Begitu pula dengan jamu atau minuman herbal seperti jahe. Jahe memang punya efek antiinflamasi ringan, dan bisa membantu meredakan mual atau nyeri otot. Tapi tetap, tidak bisa menggantikan diagnosis dan pengobatan dari dokter jika gejalanya berat atau berlangsung lama.
Kapan Harus Periksa ke Dokter?
Gejala “masuk angin” umumnya ringan dan bisa sembuh sendiri, tapi ada beberapa kondisi yang perlu segera diperiksakan ke dokter, seperti:
1. Demam tinggi lebih dari tiga hari
2. Nyeri dada atau sesak napas
3. Muntah dan diare terus-menerus
4. Lemas ekstrem atau pingsan
Gejala tidak membaik setelah tiga hari pengobatan rumahan
Jika kamu merasa gejala “masuk angin” tak kunjung reda atau malah semakin parah, jangan ragu untuk cari bantuan medis.
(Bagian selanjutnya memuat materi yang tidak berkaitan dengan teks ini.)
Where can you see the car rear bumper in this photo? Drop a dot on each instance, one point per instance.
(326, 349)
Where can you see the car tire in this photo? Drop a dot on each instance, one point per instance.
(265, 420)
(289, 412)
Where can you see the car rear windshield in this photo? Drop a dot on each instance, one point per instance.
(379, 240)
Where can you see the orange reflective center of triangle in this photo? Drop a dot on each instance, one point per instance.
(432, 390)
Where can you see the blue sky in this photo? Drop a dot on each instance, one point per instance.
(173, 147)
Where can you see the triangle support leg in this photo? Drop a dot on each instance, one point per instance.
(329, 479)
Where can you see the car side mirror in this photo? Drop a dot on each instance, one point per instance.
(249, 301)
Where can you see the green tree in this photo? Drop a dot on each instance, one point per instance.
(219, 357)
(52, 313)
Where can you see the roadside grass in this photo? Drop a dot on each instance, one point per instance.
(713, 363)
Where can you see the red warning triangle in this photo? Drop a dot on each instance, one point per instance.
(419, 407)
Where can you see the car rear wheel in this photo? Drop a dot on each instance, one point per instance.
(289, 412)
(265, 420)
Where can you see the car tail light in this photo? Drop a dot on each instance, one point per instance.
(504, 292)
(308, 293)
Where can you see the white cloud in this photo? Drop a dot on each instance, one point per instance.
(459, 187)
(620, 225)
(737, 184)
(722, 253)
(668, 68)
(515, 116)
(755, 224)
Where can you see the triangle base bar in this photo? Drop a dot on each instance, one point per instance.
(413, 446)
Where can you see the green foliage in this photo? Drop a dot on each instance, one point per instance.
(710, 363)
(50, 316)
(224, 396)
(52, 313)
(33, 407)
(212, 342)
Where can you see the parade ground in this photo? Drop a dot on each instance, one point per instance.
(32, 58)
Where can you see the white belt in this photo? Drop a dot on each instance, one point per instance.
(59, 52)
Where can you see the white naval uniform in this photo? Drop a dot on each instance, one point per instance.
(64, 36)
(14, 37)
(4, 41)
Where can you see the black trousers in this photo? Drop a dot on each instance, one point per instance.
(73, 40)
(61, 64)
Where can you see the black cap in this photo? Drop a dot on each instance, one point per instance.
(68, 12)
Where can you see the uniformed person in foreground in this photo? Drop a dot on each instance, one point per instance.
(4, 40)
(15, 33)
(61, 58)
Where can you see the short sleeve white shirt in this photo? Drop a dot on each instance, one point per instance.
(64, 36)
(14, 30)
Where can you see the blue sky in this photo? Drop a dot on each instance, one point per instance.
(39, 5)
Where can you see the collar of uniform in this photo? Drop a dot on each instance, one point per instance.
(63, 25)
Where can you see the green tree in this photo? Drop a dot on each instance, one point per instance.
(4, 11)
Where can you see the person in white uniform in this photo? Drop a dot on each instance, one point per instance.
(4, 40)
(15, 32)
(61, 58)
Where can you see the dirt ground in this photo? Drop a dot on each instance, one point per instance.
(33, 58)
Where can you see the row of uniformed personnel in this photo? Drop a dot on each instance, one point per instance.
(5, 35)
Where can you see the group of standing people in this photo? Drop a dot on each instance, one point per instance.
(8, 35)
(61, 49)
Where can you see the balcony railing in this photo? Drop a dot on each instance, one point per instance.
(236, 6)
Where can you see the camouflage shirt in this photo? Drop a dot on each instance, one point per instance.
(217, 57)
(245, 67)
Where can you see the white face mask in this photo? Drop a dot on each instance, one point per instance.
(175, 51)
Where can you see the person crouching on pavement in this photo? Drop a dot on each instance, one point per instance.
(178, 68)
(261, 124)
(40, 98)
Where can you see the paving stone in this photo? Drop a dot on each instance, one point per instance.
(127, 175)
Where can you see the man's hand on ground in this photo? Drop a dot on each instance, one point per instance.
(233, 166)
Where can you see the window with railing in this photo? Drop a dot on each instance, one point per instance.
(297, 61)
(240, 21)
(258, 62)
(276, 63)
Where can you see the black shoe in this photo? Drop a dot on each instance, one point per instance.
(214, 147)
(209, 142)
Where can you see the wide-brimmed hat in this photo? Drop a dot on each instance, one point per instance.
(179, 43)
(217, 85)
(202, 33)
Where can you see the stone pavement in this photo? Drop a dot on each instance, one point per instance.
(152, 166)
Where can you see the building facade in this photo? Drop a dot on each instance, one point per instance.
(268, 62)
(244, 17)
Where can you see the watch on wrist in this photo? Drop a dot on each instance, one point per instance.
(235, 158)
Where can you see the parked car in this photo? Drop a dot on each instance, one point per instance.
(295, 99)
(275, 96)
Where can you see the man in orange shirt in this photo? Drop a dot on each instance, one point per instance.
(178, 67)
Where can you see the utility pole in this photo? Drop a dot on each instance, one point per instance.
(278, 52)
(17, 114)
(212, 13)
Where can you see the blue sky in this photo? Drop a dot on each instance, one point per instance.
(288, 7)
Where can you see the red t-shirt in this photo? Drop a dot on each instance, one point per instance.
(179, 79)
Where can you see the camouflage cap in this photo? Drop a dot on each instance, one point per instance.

Kementerian Kesehatan RI juga menegaskan pentingnya tidak menyepelekan gejala awal yang mirip flu, terutama di musim pancaroba atau saat kondisi tubuh sedang lelah. Bisa jadi tubuhmu sedang memberi sinyal tentang masalah yang lebih serius.
Istilah “masuk angin” memang sudah lekat dengan budaya Indonesia, tapi penting untuk memahami bahwa ini bukanlah penyakit medis yang diakui secara resmi. Gejalanya bisa berasal dari banyak penyebab dan membutuhkan penanganan yang berbeda.
Menghargai pengobatan tradisional boleh, tapi jangan abaikan pentingnya diagnosis medis yang akurat. Ketahui kapan harus mengandalkan kerokan dan kapan waktunya ke dokter. Tubuh kita layak mendapat perhatian yang seimbang-antara budaya dan sains.